By analogy, consider the pentagon $A_3{B}_3{C}^{\prime }{D}^{\prime }{E}_3$ and its corresponding point $P_3.$ It is the same point that we obtain by the following procedure. By extending the segments $C_1{D}_1$ and $E_1{A}^{\prime }$, we get $▵A^{\prime }{X}^{\prime }Y.$ Let the point $X^{\prime }$ lie on the axis. In the same way, by extending the segments $A^{\prime }{E}^{\prime }$ and $C^{\prime }{D}^{\prime },$ we achieve the $▵A^{\prime }{X}^{\prime }{Y}^{\prime }.$ The point $Z_3$ is the foot of the perpendicular dropped from the point $P_1$ to the line $X^{\prime }Y$. Now, construct the $▵A_3{X}^{\prime }{Y}^{\prime }$ to be directly similar to the $▵A^{\prime }{X}^{\prime }Y,$ and its corresponding point $P_3^{\prime }.$ It is not difficult to verify that $P_3^{\prime }=P_3.$ We have arrived at the same map $M\left(P_1\right)$ (affinity is the same); now, map the point $Z_3$ to the point $P_3.$ We can therefore conclude that the pedal polygon $Z_1{Z}_2{Z}_3{Z}_4{Z}_5$ is similar to the polygon $P_1{P}_2{P}_3{P}_4{P}_5.$

The Napoleon-Barlotti theorem is a direct consequence of Theorem 1.

5. Conclusions

In this article we have proven a theorem of which the Napoleon–Barlotti theorem is a special case.
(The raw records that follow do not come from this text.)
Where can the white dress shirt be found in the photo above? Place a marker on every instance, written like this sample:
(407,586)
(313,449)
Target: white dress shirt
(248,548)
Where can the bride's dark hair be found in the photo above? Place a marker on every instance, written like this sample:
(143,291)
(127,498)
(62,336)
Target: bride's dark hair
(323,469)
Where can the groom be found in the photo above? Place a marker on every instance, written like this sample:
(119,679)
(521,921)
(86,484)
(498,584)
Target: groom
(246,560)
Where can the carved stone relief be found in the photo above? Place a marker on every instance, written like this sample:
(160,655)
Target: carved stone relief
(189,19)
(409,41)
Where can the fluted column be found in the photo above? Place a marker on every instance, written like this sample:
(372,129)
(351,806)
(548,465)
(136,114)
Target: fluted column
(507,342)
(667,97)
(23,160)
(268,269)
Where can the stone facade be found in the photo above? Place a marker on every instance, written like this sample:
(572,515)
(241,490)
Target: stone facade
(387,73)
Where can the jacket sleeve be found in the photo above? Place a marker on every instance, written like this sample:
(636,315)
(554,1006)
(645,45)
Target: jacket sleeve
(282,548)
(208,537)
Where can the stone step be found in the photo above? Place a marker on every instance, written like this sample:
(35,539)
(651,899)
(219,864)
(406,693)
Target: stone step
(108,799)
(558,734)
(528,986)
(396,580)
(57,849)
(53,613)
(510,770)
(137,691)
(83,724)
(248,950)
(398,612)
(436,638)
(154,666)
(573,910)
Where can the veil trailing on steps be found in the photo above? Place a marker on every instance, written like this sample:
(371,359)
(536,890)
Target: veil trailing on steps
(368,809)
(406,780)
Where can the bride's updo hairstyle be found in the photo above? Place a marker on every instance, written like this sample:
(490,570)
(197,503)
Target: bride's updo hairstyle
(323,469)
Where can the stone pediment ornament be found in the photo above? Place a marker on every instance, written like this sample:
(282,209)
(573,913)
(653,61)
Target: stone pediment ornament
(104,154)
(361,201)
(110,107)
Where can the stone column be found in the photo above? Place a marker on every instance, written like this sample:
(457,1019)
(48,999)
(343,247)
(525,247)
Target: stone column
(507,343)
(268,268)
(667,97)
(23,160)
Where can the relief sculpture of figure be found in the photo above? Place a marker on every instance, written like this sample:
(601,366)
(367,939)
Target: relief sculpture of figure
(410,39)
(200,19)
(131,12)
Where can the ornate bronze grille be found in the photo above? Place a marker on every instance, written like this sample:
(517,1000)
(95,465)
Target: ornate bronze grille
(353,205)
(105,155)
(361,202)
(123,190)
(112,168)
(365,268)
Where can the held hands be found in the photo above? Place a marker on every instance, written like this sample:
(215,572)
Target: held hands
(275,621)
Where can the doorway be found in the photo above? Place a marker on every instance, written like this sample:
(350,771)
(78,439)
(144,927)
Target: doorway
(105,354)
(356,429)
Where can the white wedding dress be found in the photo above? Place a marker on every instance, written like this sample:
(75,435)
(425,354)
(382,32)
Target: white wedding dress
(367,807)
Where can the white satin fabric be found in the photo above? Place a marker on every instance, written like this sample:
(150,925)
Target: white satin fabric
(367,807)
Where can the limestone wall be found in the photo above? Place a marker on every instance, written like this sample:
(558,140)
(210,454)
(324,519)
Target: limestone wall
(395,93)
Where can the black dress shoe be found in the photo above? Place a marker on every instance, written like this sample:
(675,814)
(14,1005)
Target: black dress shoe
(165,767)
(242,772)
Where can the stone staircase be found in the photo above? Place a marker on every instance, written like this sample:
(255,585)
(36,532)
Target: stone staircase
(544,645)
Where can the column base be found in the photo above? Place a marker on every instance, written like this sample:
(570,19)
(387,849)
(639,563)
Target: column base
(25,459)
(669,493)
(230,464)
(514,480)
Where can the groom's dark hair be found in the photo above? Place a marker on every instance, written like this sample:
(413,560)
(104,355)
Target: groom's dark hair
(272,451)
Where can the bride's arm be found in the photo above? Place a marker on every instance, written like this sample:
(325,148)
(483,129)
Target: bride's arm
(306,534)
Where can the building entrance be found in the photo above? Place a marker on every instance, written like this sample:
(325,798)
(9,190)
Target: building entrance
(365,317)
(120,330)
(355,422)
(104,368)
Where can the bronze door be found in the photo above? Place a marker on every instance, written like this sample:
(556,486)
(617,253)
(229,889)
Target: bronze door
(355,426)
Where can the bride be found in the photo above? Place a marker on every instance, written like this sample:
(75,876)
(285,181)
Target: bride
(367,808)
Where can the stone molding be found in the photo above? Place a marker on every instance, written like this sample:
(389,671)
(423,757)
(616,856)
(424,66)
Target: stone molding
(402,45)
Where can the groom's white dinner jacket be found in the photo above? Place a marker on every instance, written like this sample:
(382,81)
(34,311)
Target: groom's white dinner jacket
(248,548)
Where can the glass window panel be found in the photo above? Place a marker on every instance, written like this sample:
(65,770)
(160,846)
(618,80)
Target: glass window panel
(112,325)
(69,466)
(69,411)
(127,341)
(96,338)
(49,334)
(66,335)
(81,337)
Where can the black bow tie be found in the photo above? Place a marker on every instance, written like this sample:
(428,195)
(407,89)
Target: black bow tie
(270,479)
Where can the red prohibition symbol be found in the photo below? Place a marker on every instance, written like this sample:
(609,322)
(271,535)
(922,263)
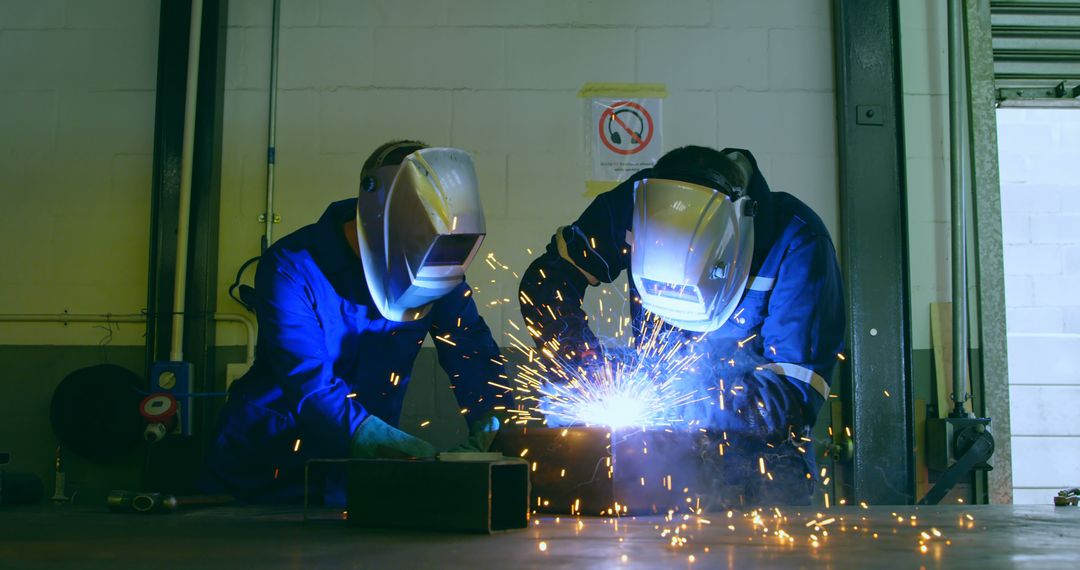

Note that most theorems belonging to the family of the Petr–Douglas–Neumann theorems are proven by algebraic methods. In this paper, we proved NBT and its generalization for arbitrary n using classical geometry. Although this classical geometric proof may seem rather long, we hope that this approach will enrich the proof techniques for this family of theorems.